PhD research: Affective dynamic model-based machine learning for cognitive emotion recognition
22 September 2023
Xingran Ruan, a PhD student based at EPCC, is investigating the recognition of cognitive emotions, including confusion, frustration, and boredom, with the aim of enhancing future Intelligent Tutor Systems (ITS) to provide targeted assistance. Here he describes his research.
Emotions are an integral part of our daily lives, influencing our experiences at work, during learning, and in various other situations. Have you ever found yourself feeling confused when faced with a challenging obstacle that tests your knowledge? Or perhaps you've experienced frustration when struggling to overcome such obstacles? Maybe you've even grown bored with your reading material after repeatedly attempting to overcome these hurdles.
Why is Facial Emotion Recognition (FER) crucial for ITS?
Intelligent tutor systems (ITS) are computer-based tools designed to offer instant and tailored guidance to learners.

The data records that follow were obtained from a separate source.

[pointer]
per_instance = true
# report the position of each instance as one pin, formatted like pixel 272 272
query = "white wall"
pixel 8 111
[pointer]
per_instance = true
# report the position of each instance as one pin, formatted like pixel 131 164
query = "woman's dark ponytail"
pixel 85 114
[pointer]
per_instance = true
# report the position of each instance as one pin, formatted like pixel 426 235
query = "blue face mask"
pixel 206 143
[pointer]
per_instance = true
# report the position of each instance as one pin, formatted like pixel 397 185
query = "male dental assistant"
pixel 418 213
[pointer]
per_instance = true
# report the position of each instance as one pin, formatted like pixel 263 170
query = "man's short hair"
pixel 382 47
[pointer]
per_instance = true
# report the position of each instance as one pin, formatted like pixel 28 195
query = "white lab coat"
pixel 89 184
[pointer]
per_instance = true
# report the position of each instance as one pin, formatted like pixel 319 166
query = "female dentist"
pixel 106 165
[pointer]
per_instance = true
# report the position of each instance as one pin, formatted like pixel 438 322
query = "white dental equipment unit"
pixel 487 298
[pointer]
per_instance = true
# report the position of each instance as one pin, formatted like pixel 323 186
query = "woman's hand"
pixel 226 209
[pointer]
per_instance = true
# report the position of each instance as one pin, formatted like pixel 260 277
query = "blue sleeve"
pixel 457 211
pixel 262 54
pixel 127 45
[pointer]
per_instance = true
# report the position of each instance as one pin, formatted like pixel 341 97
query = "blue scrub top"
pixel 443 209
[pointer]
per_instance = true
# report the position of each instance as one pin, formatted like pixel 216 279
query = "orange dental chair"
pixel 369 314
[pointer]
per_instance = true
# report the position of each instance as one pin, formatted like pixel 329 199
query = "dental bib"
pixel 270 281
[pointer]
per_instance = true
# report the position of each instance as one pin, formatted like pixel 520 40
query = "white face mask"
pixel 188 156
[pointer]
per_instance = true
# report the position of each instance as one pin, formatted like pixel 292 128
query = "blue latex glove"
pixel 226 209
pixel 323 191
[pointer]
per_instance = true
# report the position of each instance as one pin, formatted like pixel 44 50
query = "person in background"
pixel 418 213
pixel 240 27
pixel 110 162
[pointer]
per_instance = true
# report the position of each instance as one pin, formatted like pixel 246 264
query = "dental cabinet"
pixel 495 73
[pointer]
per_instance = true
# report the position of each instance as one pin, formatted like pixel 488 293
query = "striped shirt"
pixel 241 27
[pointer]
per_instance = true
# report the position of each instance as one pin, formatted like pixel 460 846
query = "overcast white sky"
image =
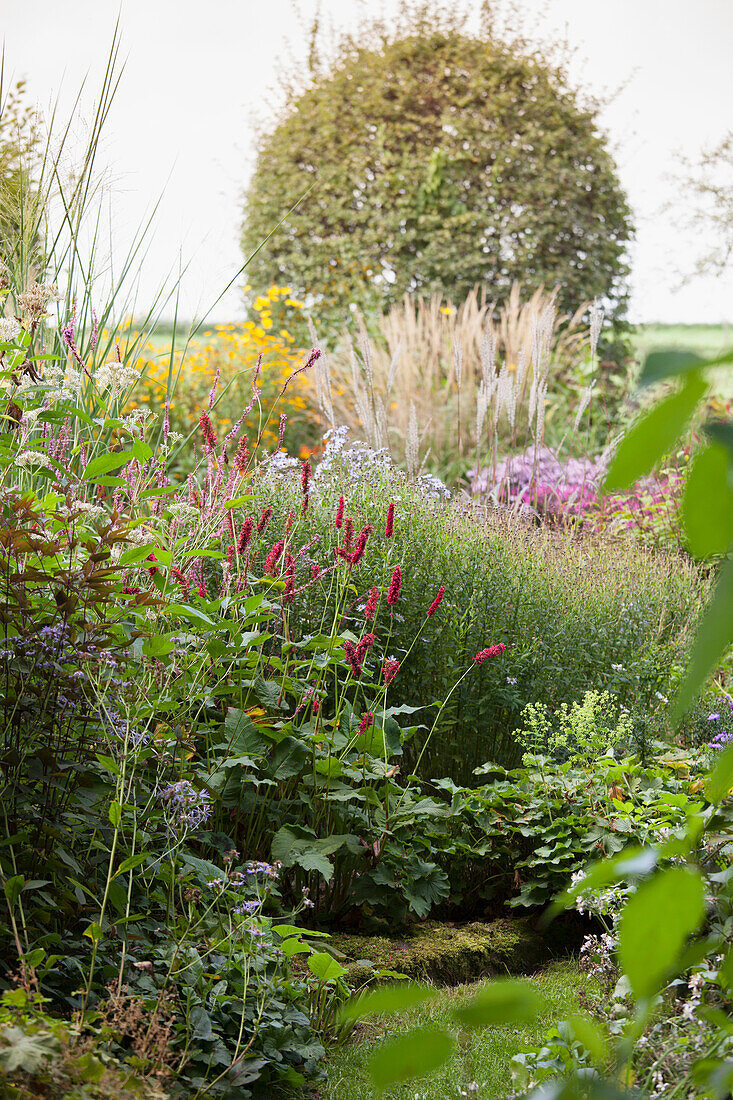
pixel 197 74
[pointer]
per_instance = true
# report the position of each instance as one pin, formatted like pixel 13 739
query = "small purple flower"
pixel 186 807
pixel 248 908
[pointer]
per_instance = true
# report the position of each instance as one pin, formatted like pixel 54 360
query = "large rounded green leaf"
pixel 655 925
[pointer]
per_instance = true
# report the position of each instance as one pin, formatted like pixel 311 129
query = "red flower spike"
pixel 242 455
pixel 365 724
pixel 207 431
pixel 395 585
pixel 290 579
pixel 178 575
pixel 274 557
pixel 264 519
pixel 363 646
pixel 361 545
pixel 436 603
pixel 390 669
pixel 389 528
pixel 489 651
pixel 350 651
pixel 370 609
pixel 244 536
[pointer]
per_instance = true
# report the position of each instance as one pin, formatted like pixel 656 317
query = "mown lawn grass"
pixel 483 1057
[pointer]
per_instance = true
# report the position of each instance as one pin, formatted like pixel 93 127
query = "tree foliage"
pixel 430 160
pixel 707 186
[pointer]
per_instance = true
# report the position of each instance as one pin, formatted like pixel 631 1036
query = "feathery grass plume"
pixel 323 381
pixel 305 482
pixel 412 443
pixel 427 361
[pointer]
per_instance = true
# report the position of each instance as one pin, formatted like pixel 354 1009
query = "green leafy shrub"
pixel 575 614
pixel 429 158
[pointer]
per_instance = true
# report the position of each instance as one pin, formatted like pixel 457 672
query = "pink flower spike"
pixel 365 724
pixel 361 545
pixel 390 669
pixel 489 651
pixel 274 557
pixel 350 651
pixel 436 603
pixel 370 609
pixel 244 536
pixel 363 646
pixel 389 528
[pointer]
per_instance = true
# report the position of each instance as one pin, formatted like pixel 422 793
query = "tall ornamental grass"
pixel 448 387
pixel 576 613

Essentially, ITS strives to deliver individualised, one-on-one tutoring experiences for students as opposed to the traditional one-size-fits-all approach of classroom teaching.
Traditional ITSs have limitations; they can only offer support based on explicit indicators from learners, such as final scores or feedback. These systems often struggle to gauge a learner's true understanding of the material. Emotions serve as a window into a learner's cognitive processes. Emotions like boredom, confusion, frustration, and curiosity can be utilized to predict a learner's progress, and some cognitive emotions, such as confusion and boredom, can offer insights into metacognition—the process of thinking about one's own thinking. Thus FER techniques are important for ITS.
Our contributions to the research field
Emotion recognition is a prominent area within machine learning. Currently, numerous large-scale emotional datasets are available for pre-training FER models, including datasets like RAF-DB, AffectNet, and FER2013. While these datasets have significantly improved the performance of FER models, they primarily encompass a narrow range of basic emotions, such as anger, contempt, disgust, fear, happiness, sadness, and surprise. These emotions do not effectively capture the intricacies of the learning process. Furthermore, datasets focused on cognitive emotions are both limited in size and imbalanced, which can lead to overfitting issues during FER model training. Our work aims to addresses this overfitting challenge when working with small, imbalanced emotion datasets.
We have incorporated psychological aspects to a neural networks based machine learning model. The psychological model highlights that when learners come across challenges, their level of engagement can shift towards confusion. If these challenges persist without resolution, this initial confusion can develop into frustration over time. Eventually, if this frustration persists, it may lead to a state of boredom. You can refer to Figure 1 for a visual representation of this affective dynamic (AD) model.
Our primary objective is to fine-tune weights within neural networks to replicate the behavior of the AD model in making predictions. To illustrate the impact of this, we have included a chart in Figure 2 that compares the performance of the network with AD to that without AD. Additionally, in Figure 3, we present the weight values of the network throughout the training process. This visualisation clearly illustrates that in the network without the AD model's calibration, a significant portion of the neurons remains 'inactive' (with no weight updates). In contrast, in the network incorporating the AD model, all neurons receive updates during training, highlighting the effectiveness of our approach.
Our proposed method enables significantly accurate way of detecting emotions and transition between emotions for ITSs and then allowing ITSs to provide effective help with the learning process.
Xingran Ruan: firstname.lastname@example.org
Charaka Palansuriya: email@example.com
Aurora Constantin: firstname.lastname@example.org
Xingran presented his paper "Affective Dynamic based Technique for Facial Emotion Recognition (FER) to Support Intelligent Tutors in Education" at the 24th International Conference on Artificial Intelligence in Education (AIED Tokyo 23), Tokyo, Japan in July 2023.